Taking off for Cadaqués is always a sort of expedition. The three children are sitting in the backseat, Edgar, Nico, and Daniel, Sofía’s boy, together with Úrsula, the babysitter. I’m driving and Sofía occupies the copilot’s seat. It still seems bizarre and even a little absurd that I should be at the head of the excursion, the person who decides what time to leave, who gives Úrsula her instructions, who picks out the clothes the children will wear, who drives the car. At any moment, I think, as I peer through the rearview mirror and catch the children fighting and laughing at the same time, someone’s going take my mask off and send me back there with them, where I belong. I’m a total fraud at being an adult, my efforts to progress beyond the playground at break time have all been resounding failures. I feel as if I’m still six years old; I see the same things, the little jumping dog whose head appeared and disappeared from the frame of a ground-floor window, a grandfather holding out his hand for his grandson, handsome men with their radar on, the charms on my bracelet reflecting rays of sunlight, lonely old men, couples locked in ardent kisses, beggars, suicidal old ladies crossing the street at a turtle’s pace, trees. Each of us sees different things, but we always see the same things, and what we see defines us absolutely. Instinctively, we love other people who see the same things that we do, and we recognize each other immediately. Place a man in the middle of a street and ask him: “What do you see?” It’ll all be there, in the way he responds, like in a fairy tale. What we think isn’t so important; it’s what we see that really counts. I’d hand in this pathetic cardboard crown of adulthood without thinking twice—I wear it so ungracefully anyway, it’s constantly falling off and rolling down the street—if only to be once again sitting in the backseat next to my brother, Bruno, with Marisa the nanny and Elenita, who always joined us on holidays, our two dachshunds, Sapho and Corina, and Lali, Marisa’s giant poodle, that ungainly, flea-bitten, hysterical dog who hated Cadaqués and the refinement of our own dogs.

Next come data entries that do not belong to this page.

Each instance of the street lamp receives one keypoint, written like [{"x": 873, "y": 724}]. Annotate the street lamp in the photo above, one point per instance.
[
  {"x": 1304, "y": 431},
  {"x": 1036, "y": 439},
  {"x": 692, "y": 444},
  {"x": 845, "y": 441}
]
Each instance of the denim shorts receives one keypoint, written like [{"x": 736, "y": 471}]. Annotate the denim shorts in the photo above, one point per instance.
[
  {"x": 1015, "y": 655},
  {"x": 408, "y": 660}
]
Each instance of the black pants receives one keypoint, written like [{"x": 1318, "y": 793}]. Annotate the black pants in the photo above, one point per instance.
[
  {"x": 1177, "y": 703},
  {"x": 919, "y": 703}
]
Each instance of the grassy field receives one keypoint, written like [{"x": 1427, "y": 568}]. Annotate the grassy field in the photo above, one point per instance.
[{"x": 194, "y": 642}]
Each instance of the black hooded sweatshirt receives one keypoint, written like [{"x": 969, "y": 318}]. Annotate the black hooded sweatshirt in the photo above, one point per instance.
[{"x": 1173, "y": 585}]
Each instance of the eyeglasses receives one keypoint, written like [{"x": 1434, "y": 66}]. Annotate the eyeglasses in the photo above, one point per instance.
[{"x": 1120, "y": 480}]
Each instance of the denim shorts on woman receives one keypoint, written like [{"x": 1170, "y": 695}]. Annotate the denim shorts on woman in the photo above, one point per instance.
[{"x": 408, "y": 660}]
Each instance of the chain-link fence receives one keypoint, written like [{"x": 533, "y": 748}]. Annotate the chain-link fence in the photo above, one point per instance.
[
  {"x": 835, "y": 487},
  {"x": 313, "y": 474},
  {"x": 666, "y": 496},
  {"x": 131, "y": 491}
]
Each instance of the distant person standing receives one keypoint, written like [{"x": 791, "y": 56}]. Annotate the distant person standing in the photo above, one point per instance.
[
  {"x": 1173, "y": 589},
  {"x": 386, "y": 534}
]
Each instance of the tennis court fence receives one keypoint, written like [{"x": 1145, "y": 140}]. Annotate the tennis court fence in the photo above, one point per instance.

    —Hey, boys, what do you say we buy a Ping-Pong table for the garage in Cadaqués?
    They all readily approve the idea.
    —But you have to be careful of the dogs and the Ping-Pong table, OK?
    —Why? What for? Nico and Daniel ask at the same time. Edgar, like a typical teenager, is messing around with his mobile not saying a word, though I can tell he’s paying attention, he always is.
    So I tell them how Marisa’s psychopathic dog Lali used to have these sudden hyperactive fits in Cadaqués, how she’d bolt off, galloping full speed down the stairs, while Elenita, Marisa, and I chased after her shouting and trying to catch her. She’d be practically at the garage, when she’d jump out into the open space of the stairwell that was some four meters down, and crash-land onto the Ping-Pong table where my brother and his friends would be peacefully hanging out and playing. The sudden shock of such a huge black dog crashing into the table sent the children running in all directions, terrified, and as the summer advanced, Bruno was left without Ping-Pong pals. He was convinced that it was me who taught Lali to throw herself down the stairwell and onto the Ping-Pong table, just to annoy him.